Berbeda  dan sangat tidak biasa dengan hari ini, tapi mengapa Dia tetap bersikeras duduk disana? Tanpa seorang pun yang berada dalam tempat umum yang sepi itu. Dia selalu melesatkan matanya pada semua arah, tak terdeteksi atau tidak seperti bilangan rasional yang bisa dijabarkan menjadi bentuk pecahan. Tak juga seperti satu angka dibagi satu tapi nol dibagi satu tatapan yang tajam Dia layangkan pada orang-orang yang menanyakannya.
“Mbak, mau beli kacang rebus?” Tawar seorang pedagang.
“Tidak.” Jawabnya ketus.
Dan tanpa berbicara lagi, pedagang itu pergi membawa setimbunan kacang yang sepertinya baru saja di angkat dari kuali.
Dan dia, juga kembali pada ritunitas awalnya.

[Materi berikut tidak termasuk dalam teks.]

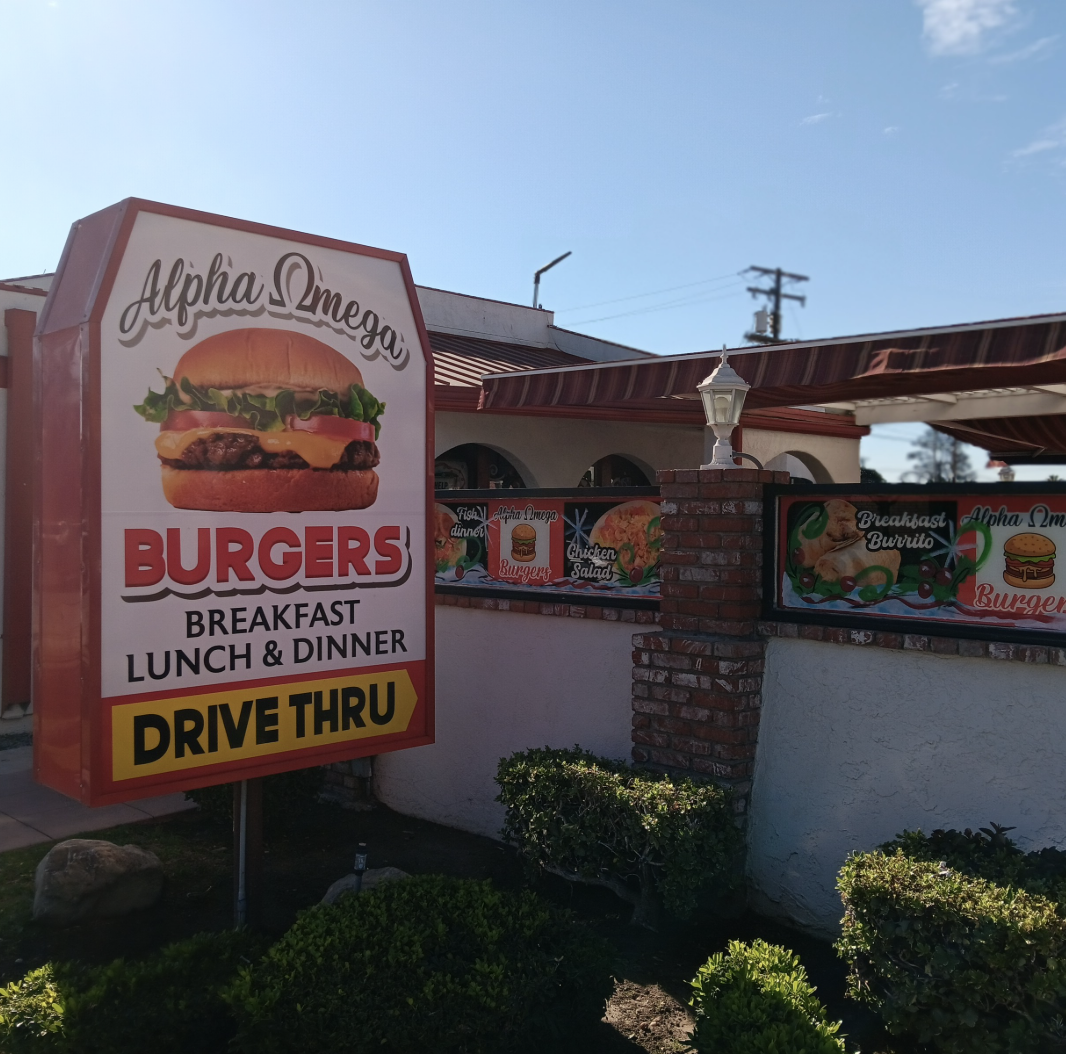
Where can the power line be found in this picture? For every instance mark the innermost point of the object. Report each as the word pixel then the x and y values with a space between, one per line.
pixel 682 302
pixel 655 292
pixel 775 295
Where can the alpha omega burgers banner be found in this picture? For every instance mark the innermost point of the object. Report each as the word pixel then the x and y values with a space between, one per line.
pixel 980 561
pixel 575 542
pixel 235 477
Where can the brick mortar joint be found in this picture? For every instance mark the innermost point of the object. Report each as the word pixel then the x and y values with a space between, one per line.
pixel 1032 654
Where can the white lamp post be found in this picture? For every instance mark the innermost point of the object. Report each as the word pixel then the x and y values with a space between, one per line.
pixel 723 393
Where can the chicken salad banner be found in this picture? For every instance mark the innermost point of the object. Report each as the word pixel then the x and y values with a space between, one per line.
pixel 582 544
pixel 973 561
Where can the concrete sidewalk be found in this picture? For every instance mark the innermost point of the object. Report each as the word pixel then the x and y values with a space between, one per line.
pixel 31 813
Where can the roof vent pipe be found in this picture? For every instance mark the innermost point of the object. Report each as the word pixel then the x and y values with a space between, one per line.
pixel 536 276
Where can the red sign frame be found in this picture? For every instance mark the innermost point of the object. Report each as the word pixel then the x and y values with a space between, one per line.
pixel 73 736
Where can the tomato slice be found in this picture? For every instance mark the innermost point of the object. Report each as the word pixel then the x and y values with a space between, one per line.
pixel 183 420
pixel 339 427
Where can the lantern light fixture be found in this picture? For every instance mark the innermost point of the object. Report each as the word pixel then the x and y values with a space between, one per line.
pixel 723 393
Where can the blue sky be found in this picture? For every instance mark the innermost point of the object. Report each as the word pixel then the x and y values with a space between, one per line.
pixel 909 157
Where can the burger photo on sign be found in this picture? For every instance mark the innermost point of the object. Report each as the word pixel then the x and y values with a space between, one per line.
pixel 265 421
pixel 1029 561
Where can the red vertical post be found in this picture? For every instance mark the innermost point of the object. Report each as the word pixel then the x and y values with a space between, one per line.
pixel 18 511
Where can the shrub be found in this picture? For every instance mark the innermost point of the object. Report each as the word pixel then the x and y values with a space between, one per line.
pixel 427 963
pixel 32 1012
pixel 599 821
pixel 757 1000
pixel 951 958
pixel 170 1002
pixel 284 794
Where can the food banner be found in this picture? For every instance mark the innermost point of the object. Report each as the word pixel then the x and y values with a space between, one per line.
pixel 579 544
pixel 976 562
pixel 247 498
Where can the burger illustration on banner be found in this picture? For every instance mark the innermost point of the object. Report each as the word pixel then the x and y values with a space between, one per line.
pixel 523 544
pixel 1029 562
pixel 265 421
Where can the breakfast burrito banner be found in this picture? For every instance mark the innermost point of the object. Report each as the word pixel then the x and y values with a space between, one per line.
pixel 979 561
pixel 575 542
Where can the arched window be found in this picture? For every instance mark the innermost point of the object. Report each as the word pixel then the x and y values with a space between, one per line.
pixel 474 467
pixel 615 471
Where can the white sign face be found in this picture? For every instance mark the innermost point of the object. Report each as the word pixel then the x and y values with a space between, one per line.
pixel 262 495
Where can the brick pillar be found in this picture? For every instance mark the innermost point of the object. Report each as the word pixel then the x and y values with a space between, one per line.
pixel 697 683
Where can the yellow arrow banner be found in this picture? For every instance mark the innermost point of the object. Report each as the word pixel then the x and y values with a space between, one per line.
pixel 166 735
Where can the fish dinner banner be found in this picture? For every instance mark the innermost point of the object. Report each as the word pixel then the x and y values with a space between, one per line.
pixel 966 560
pixel 236 473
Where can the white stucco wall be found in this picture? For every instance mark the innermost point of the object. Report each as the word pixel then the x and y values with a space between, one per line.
pixel 506 682
pixel 856 744
pixel 838 456
pixel 555 452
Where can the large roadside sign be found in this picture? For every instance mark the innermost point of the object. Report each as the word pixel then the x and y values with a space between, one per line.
pixel 231 546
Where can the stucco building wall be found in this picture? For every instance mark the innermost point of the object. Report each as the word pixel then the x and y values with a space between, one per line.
pixel 857 744
pixel 829 458
pixel 555 452
pixel 506 682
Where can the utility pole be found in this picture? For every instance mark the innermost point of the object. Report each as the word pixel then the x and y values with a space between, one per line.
pixel 775 294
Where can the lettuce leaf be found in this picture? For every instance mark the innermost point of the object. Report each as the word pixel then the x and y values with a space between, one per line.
pixel 262 412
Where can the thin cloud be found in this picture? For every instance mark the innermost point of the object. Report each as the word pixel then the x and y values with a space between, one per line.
pixel 1053 138
pixel 1038 49
pixel 960 27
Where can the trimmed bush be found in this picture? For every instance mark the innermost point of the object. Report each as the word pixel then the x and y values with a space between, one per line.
pixel 170 1003
pixel 32 1011
pixel 599 821
pixel 757 1000
pixel 952 958
pixel 427 963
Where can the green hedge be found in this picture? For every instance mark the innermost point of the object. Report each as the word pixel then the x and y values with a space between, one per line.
pixel 427 963
pixel 757 1000
pixel 593 819
pixel 170 1003
pixel 958 940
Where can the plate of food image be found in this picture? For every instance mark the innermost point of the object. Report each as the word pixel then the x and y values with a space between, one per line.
pixel 449 551
pixel 633 530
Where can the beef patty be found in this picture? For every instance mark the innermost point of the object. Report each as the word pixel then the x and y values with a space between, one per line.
pixel 226 451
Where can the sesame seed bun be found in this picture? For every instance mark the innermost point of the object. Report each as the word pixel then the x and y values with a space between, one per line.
pixel 1029 545
pixel 242 358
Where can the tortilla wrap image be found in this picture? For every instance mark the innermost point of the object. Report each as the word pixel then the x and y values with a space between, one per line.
pixel 852 561
pixel 840 530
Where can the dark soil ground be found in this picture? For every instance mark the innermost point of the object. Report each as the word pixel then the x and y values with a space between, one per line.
pixel 305 853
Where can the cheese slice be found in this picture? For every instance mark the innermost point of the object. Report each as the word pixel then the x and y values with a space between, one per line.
pixel 319 451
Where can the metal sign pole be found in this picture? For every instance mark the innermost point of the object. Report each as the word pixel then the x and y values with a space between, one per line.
pixel 242 855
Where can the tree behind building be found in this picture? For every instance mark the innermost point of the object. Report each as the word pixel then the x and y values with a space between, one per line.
pixel 939 458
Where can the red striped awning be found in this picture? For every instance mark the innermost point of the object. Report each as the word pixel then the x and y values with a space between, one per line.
pixel 1006 353
pixel 1013 439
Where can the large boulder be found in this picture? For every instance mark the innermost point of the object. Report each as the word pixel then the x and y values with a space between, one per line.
pixel 370 878
pixel 86 878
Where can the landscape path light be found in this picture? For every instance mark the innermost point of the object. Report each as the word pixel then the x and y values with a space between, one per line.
pixel 723 393
pixel 360 865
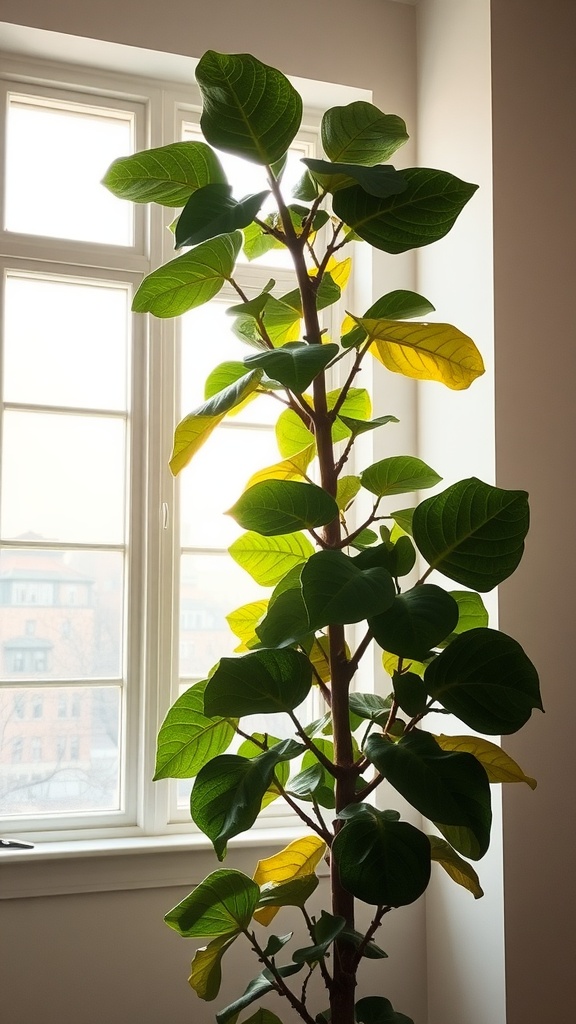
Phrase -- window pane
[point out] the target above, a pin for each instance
(67, 760)
(71, 146)
(64, 477)
(215, 479)
(66, 343)
(211, 587)
(60, 613)
(207, 340)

Menunggu sesosok tubuh datang menghampirinya, tapi bukan pedagang asongan beserta daganngannya yang belum sempat terjual itu.
“Did so long you waiting here?” Tanyaseseorang. Ketika melihat orang itu, sontak tubuhnya terbangun dan memeluknya. Pelukkan yang akan sedikit membayar persentase kerinduannya terhadap orang itu.
“Kau tetap seperti dulu, dan kurasa kau semakin tinggi.” Kata orang itu sambil mengusap rambut Tika, orang paling setia menunggunya sampai sekarang.
“Kau juga, kau tak pernah bisa membuatku tidak menantimu, Mate.” Dan mereka saling tersenyum. Binar-binar kebahagiaan terpampang jelas pada wajah mereka yang memiliki campuran Ras yang berbeda.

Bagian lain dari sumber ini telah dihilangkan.